A expedição reuniu um grupo internacional de highliners e montanhistas, com forte participação de atletas alemães que tiveram papel decisivo na concepção e na execução do projeto. Ao lado de Rafael Bridi, integraram a equipe Lukas Irmler, Jens Decke, Karl Schrader, Valentin Rapp e Antonia Rüede-Passul. Durante seis dias de trekking, foram mais de 85 quilômetros percorridos em meio a florestas densas, pântanos, labirintos rochosos e a um clima imprevisível. Todo o equipamento foi transportado nas mochilas, com o apoio fundamental de guias locais e carregadores do povo Pemón, que fizeram parte ativa da expedição, contribuindo para a navegação, a logística e as decisões em campo. A instalação da linha exigiu precisão técnica e coragem, com pontos de ancoragem remotos, aproximações expostas e longos deslocamentos pelo topo do tepui —montanha com topo em formato de mesa, semelhante ao monte Roraima, característico da região.

“Como atleta profissional do highline, eu sempre tento buscar locais que envolvam muito mais do que só o highline em si, mas que tenha todo esse processo de planejamento, em lugares pouco frequentados, com acesso difícil e que tenham uma história relevante”, contou Bridi à Folha logo após a confirmação de seu recorde. E quando ele fala de planejamento, não está brincando: foram dez anos de preparação para conquistar sua façanha.

“Santo Angel reúne tudo o que eu buscava havia anos”, diz ele. “Era a escolha natural, apesar de envolver toda uma burocracia, e dificuldades de acesso e logística, por reunir ancestralidade, isolamento, rochas das mais antigas do mundo, coisa de bilhões de anos, e uma história forte ligada ao equilibrismo”, acrescenta. “Escolher o lugar foi fácil, difícil mesmo foi chegar lá, com um cenário que a cada dia mudava completamente, com cinco arco-íris por dia, momentos de céu completamente fechado e tudo pulsando ao nosso redor”, diz.

Outros atletas da modalidade já haviam realizado travessias mais curtas do salto, em 1988 e 2015. Bridi foi além. Uma das maiores dificuldades foi conseguir patrocínio para a empreitada que, no final, sairia por cerca de US$ 32 mil (R$ 176.000 no câmbio de terça, 30). Com o apoio providencial da fabricante de equipamentos esportivos Columbia, o projeto finalmente saiu do papel.

Chegando ao tepui, era preciso identificar os pontos ideais para uma ancoragem tão longa. “Pessoas que tinham estado lá não sabiam nos dizer o que seria bom, a maioria dos que visitam o lugar chega de helicóptero e no máximo dorme lá e desce de rapel, há pedaços onde prendemos a linha em que nunca ninguém havia estado, o que é uma sensação inesquecível”, conta Bridi. Para estender a fita, em vez de utilizarem drones, optaram pelo meio mais difícil —escalaram as paredes de rocha e atravessaram o rio Kereparkupai por cima, puxando a fita ao longo de pedras escorregadias à beira da alta queda d’água. Uma corda mais fina ajudou a passar as fitas (uma principal e outra de backup) sobre as quais seria feita a travessia, com duas equipes, uma de cada lado da cachoeira, encontrando-se no meio. Trabalho para ninguém botar defeito.

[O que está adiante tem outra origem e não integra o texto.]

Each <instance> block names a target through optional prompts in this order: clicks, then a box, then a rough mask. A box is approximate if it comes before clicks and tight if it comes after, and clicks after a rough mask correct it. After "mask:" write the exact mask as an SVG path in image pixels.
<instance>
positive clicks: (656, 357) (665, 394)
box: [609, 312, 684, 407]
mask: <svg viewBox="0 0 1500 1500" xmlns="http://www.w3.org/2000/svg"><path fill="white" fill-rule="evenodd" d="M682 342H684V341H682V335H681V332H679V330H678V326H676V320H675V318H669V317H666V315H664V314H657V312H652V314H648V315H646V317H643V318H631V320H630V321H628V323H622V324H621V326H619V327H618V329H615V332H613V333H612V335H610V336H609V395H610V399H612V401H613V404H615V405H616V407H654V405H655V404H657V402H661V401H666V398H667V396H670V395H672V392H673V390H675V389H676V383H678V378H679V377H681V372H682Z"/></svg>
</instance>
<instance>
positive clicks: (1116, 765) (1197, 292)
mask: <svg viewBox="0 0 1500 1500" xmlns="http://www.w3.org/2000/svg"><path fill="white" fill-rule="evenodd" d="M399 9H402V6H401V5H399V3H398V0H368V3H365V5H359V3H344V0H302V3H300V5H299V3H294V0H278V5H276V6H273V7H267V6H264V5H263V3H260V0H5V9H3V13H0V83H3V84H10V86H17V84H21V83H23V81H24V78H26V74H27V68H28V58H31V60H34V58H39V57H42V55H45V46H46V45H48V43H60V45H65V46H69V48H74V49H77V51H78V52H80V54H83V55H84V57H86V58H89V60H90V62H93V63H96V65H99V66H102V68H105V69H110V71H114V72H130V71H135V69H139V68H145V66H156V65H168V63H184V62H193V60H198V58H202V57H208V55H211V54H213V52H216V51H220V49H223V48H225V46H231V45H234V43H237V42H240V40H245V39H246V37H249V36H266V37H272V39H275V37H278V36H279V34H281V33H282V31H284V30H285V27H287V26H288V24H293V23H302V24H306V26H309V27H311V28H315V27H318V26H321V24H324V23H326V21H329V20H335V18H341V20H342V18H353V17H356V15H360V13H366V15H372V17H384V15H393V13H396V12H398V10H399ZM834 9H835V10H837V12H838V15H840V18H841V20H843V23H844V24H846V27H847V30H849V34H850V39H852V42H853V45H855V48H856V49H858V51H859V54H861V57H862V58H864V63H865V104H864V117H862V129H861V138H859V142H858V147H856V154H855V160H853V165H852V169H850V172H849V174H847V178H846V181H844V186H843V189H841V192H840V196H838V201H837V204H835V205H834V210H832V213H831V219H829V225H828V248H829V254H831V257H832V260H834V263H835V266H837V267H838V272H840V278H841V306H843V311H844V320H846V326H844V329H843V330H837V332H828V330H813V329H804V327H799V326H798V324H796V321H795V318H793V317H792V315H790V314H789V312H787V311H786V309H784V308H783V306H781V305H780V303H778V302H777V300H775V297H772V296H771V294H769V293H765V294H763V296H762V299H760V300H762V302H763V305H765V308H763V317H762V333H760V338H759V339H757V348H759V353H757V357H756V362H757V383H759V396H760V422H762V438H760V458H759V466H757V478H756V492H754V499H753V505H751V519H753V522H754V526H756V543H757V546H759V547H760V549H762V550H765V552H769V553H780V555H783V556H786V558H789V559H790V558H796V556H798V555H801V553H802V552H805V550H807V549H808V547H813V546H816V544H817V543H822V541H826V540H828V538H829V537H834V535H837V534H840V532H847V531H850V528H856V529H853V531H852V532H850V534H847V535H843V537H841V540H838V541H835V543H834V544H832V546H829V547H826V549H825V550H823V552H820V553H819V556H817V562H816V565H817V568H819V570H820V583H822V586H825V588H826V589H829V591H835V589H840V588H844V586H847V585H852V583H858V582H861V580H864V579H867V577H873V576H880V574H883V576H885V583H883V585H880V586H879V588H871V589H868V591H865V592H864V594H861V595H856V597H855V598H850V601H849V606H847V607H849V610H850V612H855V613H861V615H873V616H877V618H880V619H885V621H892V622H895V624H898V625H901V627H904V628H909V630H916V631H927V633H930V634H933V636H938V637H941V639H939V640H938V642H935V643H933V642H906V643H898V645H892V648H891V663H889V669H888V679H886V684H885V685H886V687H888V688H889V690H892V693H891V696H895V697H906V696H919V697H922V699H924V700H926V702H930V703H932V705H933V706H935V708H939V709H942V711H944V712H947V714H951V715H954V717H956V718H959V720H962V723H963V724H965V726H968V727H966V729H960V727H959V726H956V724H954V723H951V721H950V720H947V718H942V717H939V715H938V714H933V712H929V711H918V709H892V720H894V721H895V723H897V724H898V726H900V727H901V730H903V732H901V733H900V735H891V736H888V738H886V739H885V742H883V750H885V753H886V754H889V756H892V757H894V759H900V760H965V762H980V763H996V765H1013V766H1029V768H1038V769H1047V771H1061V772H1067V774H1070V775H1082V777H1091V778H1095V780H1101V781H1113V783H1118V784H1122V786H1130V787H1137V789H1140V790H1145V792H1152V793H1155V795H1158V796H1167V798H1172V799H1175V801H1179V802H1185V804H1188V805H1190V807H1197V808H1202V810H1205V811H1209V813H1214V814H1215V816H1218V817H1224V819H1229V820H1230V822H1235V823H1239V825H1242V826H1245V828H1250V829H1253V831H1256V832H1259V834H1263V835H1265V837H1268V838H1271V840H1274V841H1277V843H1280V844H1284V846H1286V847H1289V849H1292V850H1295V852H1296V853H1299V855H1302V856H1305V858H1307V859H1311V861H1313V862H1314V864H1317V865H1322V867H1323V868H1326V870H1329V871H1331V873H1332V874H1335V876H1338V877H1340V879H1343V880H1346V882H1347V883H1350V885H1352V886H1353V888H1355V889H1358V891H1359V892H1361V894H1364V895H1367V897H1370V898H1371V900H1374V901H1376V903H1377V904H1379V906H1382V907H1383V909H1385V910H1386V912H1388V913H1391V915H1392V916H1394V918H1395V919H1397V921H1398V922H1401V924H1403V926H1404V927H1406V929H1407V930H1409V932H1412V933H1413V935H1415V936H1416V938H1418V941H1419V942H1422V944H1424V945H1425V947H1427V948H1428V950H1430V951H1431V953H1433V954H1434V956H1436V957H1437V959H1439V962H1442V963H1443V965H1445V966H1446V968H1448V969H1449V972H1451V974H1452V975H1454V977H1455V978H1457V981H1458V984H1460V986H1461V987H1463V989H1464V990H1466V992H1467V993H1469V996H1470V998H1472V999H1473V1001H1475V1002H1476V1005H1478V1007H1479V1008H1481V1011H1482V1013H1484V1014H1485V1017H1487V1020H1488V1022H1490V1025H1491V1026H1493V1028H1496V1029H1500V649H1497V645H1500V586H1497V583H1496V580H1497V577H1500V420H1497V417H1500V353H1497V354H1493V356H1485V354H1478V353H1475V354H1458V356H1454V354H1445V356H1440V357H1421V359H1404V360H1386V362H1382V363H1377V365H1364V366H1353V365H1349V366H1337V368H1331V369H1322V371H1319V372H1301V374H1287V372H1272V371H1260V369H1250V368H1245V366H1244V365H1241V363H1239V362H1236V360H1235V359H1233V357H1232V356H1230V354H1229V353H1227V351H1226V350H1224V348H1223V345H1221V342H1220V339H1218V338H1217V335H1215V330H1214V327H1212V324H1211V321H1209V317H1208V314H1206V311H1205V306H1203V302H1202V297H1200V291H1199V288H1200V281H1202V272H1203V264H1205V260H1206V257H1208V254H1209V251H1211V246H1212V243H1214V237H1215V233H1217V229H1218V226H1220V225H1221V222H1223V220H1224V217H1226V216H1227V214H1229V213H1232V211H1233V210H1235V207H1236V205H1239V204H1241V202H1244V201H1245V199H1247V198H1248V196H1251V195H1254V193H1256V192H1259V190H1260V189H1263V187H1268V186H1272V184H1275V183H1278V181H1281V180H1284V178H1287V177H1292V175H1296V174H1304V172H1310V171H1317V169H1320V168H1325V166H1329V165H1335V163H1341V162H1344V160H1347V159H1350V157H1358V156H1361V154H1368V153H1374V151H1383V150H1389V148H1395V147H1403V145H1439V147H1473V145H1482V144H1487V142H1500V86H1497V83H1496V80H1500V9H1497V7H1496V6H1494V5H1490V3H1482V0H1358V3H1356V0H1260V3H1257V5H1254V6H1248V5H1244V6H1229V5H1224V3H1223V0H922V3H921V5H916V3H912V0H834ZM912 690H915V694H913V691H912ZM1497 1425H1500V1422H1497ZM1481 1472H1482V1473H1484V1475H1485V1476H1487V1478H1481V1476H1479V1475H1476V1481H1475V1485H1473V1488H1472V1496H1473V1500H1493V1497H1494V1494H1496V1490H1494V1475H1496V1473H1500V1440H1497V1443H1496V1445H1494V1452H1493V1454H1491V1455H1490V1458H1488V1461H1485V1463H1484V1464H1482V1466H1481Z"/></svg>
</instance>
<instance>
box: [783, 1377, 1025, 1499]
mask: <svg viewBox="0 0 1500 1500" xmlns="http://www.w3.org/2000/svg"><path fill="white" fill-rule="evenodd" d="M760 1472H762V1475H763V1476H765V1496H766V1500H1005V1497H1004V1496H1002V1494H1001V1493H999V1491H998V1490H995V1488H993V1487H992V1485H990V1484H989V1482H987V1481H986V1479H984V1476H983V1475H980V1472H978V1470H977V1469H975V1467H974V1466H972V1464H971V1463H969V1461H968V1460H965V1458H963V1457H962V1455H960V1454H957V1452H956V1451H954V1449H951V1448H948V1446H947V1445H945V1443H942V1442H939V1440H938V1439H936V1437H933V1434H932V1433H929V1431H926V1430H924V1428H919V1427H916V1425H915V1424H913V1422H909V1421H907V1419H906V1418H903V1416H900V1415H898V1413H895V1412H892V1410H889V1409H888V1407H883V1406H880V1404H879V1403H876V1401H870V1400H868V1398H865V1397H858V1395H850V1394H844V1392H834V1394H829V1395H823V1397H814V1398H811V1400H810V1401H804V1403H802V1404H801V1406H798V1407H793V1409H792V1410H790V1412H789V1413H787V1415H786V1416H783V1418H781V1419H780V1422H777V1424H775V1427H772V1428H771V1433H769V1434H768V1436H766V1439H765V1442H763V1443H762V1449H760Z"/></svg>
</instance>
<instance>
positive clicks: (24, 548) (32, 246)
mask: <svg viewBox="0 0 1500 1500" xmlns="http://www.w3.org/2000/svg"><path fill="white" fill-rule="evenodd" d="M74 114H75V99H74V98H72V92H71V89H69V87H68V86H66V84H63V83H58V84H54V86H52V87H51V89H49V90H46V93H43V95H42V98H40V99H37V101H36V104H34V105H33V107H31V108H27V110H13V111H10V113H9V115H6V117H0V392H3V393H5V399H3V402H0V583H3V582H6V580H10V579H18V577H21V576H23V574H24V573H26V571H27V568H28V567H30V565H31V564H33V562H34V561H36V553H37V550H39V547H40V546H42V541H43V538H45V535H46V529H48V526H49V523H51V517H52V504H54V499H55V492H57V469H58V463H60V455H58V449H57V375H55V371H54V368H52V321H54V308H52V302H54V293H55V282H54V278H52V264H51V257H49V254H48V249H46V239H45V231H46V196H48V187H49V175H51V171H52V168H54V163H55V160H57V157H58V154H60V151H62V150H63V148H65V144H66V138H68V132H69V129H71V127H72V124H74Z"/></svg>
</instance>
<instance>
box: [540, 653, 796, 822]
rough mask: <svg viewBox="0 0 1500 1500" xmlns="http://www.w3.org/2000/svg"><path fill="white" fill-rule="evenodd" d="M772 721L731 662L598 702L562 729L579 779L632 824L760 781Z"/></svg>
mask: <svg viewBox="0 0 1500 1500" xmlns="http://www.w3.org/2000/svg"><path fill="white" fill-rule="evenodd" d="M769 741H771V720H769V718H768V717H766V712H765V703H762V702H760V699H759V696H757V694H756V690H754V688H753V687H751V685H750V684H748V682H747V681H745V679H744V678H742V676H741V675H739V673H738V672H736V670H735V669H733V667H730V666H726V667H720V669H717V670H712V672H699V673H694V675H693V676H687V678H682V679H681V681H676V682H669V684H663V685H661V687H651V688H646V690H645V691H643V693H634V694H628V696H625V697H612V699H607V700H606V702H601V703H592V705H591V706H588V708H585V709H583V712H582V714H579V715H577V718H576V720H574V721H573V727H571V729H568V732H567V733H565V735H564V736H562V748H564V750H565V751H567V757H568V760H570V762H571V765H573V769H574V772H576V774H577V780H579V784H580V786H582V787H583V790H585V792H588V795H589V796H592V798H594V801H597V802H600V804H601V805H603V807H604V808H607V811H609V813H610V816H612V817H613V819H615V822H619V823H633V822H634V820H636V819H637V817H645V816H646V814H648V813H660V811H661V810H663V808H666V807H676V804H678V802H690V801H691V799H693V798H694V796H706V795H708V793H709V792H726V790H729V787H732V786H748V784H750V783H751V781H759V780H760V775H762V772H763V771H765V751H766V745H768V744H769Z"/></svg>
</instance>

Um fato curioso do processo é que, na Venezuela, é proibida a entrada de drones, coisas da segurança nacional do complicado governo local. Mas para obterem as imagens que vão virar um documentário de registro da façanha, o equipamento seria essencial. E o drone passou pela fronteira sem maiores problemas. “Perguntaram se tinha um drone na mochila, disse que não, e não estava mesmo, e passamos sem maiores problemas”, conta, divertido, o atleta que, entre uma travessia e outra, administra a empresa que fundou, a Natural Extremo, em Urubici, na serra catarinense. Lá, o leigo que quiser sentir um pouquinho da emoção de uma travessia, vá lá, bem mais modesta, pode fazer um salto de pêndulo, tirolesa tradicional ou uma tirolesa de bike —tudo a 120 metros de altura. Não é nada, não é nada, já é um arrepio e tanto.